Regressar a Casa: uma parceria entre a Escola de Mulheres e a ACERT

Em conversa com Ruy Malheiro e Marta Lapa, diretores artísticos da Escola de Mulheres, descobrimos que para eles, e toda a companhia, voltar à ACERT é como voltar a casa. O desenvolvimento da parceria entre as duas instituições e detalhes sobre a nova criação "A Companhia dos Lobos", que trazem à nossa sala, são desvendados ao longo da entrevista, em que refletem sobre a relação especial com a ACERT e as suas expectativas para o público de Tondela.

 

Como é voltar à ACERT?

Para a Escola de Mulheres, voltar à ACERT é um voltar a casa, onde somos sempre felizes. A ACERT é daqueles locais onde nos fazem sentir como fazendo parte de e não uns meros visitantes. Somos sempre recebidos com enorme profissionalismo, mas também com um lado de cumplicidade que não se consegue em muitos locais.  Sempre que se agenda uma nova visita a Tondela, a mesma é sempre motivo de regozijo de toda a equipa dos projetos que aí temos levado.

 

Ao longo dos anos têm desenvolvido uma relação de proximidade com a ACERT. O que podemos saber sobre a vossa ligação?
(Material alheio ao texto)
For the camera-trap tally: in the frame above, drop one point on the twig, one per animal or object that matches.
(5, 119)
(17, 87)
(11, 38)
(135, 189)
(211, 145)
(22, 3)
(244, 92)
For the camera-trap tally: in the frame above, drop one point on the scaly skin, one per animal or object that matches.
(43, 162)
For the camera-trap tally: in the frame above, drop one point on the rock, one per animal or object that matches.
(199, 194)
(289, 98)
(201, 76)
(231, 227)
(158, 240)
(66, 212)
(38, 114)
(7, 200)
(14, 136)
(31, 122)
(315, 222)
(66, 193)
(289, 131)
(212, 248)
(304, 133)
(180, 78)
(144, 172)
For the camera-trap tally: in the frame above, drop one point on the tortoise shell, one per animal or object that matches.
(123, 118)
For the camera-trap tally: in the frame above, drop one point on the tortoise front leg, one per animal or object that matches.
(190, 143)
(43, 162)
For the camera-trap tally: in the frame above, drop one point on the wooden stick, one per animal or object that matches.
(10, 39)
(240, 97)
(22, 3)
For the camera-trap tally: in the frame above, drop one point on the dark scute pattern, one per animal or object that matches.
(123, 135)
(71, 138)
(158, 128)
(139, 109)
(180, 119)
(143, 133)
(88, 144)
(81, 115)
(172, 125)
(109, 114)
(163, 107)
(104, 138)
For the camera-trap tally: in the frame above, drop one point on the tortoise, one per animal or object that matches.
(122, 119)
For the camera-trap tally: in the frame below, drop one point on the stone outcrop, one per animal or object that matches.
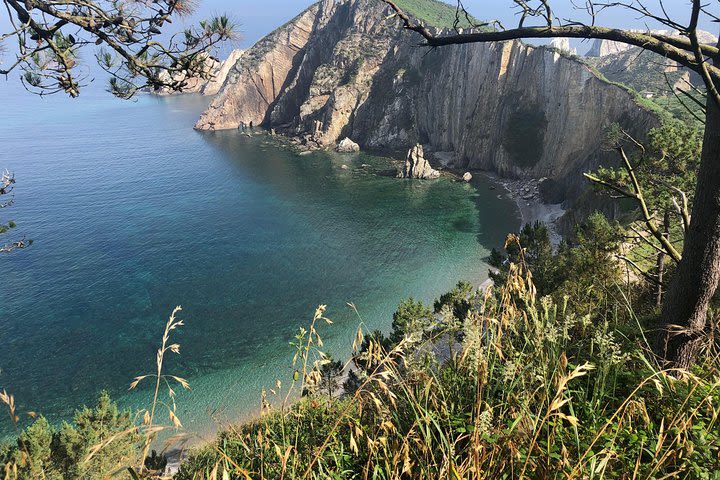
(563, 44)
(347, 146)
(601, 48)
(261, 75)
(213, 85)
(346, 68)
(213, 78)
(417, 166)
(646, 73)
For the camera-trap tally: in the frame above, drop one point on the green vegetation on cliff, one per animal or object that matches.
(433, 12)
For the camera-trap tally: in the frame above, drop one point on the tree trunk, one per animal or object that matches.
(660, 289)
(684, 314)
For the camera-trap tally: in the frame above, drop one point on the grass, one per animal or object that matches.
(493, 384)
(528, 390)
(433, 12)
Esta ligação nasce de um protocolo de intercâmbio que iniciámos em 2018, permitindo-nos a nós, Escola de Mulheres, levar a Tondela algumas das nossas criações e trazer ao nosso espaço, a Sala de Teatro do Clube Estefânia, produções da ACERT. Esta parceria entre as duas companhias tem permitido a ambas promover o combate às assimetrias de acesso às artes e dinamizar, desta forma, a circulação inter-regional das criações de ambas as companhias. A salientar ainda que esta relação ultrapassa o nível meramente profissional, tendo contagiado as relações interpessoais com as equipas, por isso, voltar à ACERT é voltar a Casa e à Família!

 

Que espetáculo é este, “A Companhia dos Lobos”?
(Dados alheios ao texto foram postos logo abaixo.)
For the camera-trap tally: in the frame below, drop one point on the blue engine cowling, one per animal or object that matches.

Este espetáculo nasce do convite feito ao Francisco Camacho para encenar para a companhia, tendência esta, a de convidar encenadores externos, que faz parte do caminho que a companhia desenhou para si no quadriénio 2023-2026. Ao Francisco interessava trabalhar textos radiofónicos, de autoria feminina, e foi desta forma que chegamos a Angela Carter, escritora britânica, considerada pelo Jornal “The Times” uma das 50 mais importantes escritoras inglesas. Com este espetáculo damos continuidade à nossa missão de divulgação de dramaturgia de autoria feminina e de revelação de autoras em estreia absoluta em Portugal como anteriormente Caryl Churchill, Paula Vogel ou Catherine Verlaguet. Angela Carter foi uma escritora notável com um papel fundamental na literatura ao abordar pioneiramente questões de género, poder, sexualidade e violência de forma inovadora, provocatória e feminista.
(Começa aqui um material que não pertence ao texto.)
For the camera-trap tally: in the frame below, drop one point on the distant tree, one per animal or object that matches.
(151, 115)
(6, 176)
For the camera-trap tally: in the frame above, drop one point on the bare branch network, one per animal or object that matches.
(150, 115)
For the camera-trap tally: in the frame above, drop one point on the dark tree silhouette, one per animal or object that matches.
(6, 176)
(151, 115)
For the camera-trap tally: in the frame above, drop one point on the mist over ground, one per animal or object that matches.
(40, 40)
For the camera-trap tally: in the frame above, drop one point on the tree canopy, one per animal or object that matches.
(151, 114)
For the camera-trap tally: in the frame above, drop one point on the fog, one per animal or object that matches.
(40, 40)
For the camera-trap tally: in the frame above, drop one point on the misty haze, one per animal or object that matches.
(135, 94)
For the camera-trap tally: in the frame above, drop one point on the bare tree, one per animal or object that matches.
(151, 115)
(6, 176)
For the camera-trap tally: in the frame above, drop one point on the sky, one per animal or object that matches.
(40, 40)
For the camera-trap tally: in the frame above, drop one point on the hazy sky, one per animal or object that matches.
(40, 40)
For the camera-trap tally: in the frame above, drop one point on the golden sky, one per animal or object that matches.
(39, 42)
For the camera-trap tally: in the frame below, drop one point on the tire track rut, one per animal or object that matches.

«A Companhia dos Lobos» é um conto publicado em 1979 no livro "O Quarto dos Horrores" e adaptado pela escritora para nova versão em teatro radiofónico um ano mais tarde. Trata-se de um texto representativo de várias características da escrita da autora, como a releitura de contos de fadas (no caso, uma releitura de «O Capuchinho Vermelho»), que afirma uma visão feminista, contrariando as representações repressoras do papel das mulheres.

É inerente a um texto teatral radiofónico uma invisibilidade de partida, com o repto ao conjunto de ouvintes de imaginar livremente os acontecimentos que ouvem e os ambientes descritos, e de associar figuras às vozes que escutam. Esta encenação articula essa dimensão com o desafio de paradoxalmente dar a ver algo que deveria ser imaginado por quem ouve, numa perspetiva de desdobramento de sentidos e estabelecendo outras ligações. Quer-se estimular o imaginário de quem assiste e escuta, e a ação cénica não se circunscreve a uma representação do texto, extrapolando este para a criação de outros momentos performativos. Uma outra vertente assenta na manipulação de diferentes materiais para a produção de sons em direto, inspirada pela prática dos artistas de Foley que geram e recriam sons para produções audiovisuais.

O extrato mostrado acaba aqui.